Hypothesis testing, otherwise known as significance testing, is when we test a claim about a population parameter using sample evidence to confirm or reject the hypothesis.

Components

  • \(H_0\) (Null Hypothesis): The statement about the population parameter.
  • \(H_a\) (Alternative Hypothesis): The statement that directly contradicts the null hypothesis.

Hypothesis testing allows researchers to draw meaningful conclusions about a population.

Steps

1.) State the null and alternative hypotheses.

2.) Choose a significance level. (A.k.a. how close to true our sample statistic has to be to accept the “truth”)

3.) Calculate the test statistic.

4.) Determine the p-value or critical value.

5.) Draw a conclusion. (Reject or fail to reject the null hypothesis)

The test statistic for a one-sample t-test is calculated as:

\[ t = \frac{\bar{X} - \mu_0}{s / \sqrt{n}} \]

where:

  • \(\bar{X}\) is the sample mean,
  • \(\mu_0\) is the hypothesized population mean,
  • \(s\) is the sample standard deviation,
  • \(n\) is the sample size.

Applying Hypothesis Testing

To demonstrate how to perform a hypothesis test, I will be examining R Studio’s pre-downloaded data set, mtcars.

As an example, I will test if the average miles-per-gallon (MPG) differs from a hypothesized value.

Visualizing the Data

Code to Perform a T-test

result = t.test(mtcars$mpg, mu = 20)
result
## 
##  One Sample t-test
## 
## data:  mtcars$mpg
## t = 0.08506, df = 31, p-value = 0.9328
## alternative hypothesis: true mean is not equal to 20
## 95 percent confidence interval:
##  17.91768 22.26357
## sample estimates:
## mean of x 
##  20.09062
  • t.test() performs a one sample t-test
  • mu = 20 is the hypothesized mean value for the population.

Sample Mean Vs.
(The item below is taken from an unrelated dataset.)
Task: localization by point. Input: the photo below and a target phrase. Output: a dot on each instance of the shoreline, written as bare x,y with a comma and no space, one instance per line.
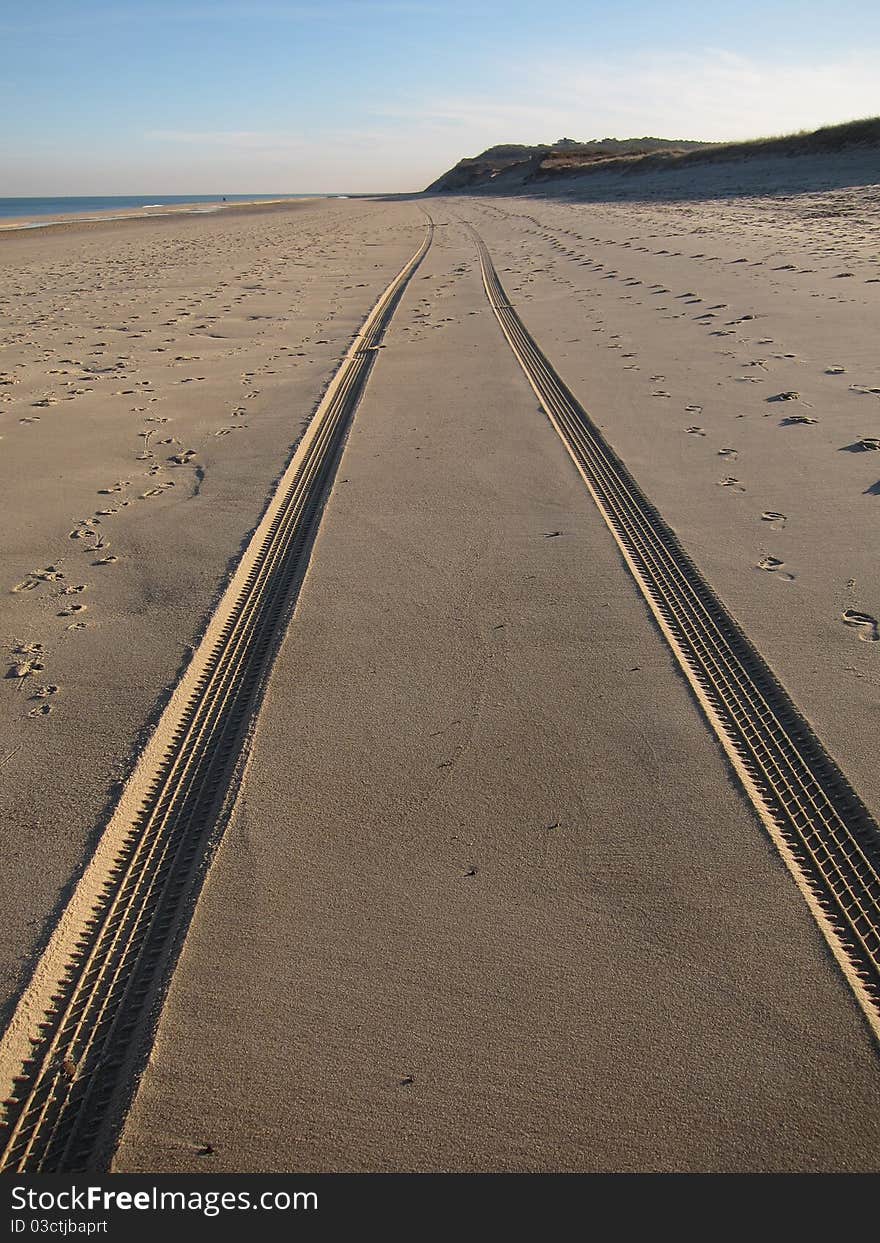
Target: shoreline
149,211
Hypothesized Mean

Visualizing the Sample Distribution and Hypothesized Mean

Conclusion

Null Hypothesis: The sample mean is equal to the hypothesized population mean. \(H_0: \mu = 20\)

Alternative Hypothesis: The sample mean is not equal to the hypothesized population mean. \(H_a: \mu \neq 20\)

From the results of the t.test, we know that the t-statistic is 0.085 and the p-value is 0.9328. The confidence interval is 95 percent, so we know our significance level is 0.05. Since the p-value (0.9328) is greater than 0.05, we fail to reject the null hypothesis. There is insufficient evidence to conclude that the sample mean is significantly different from the hypothesized population mean of 20.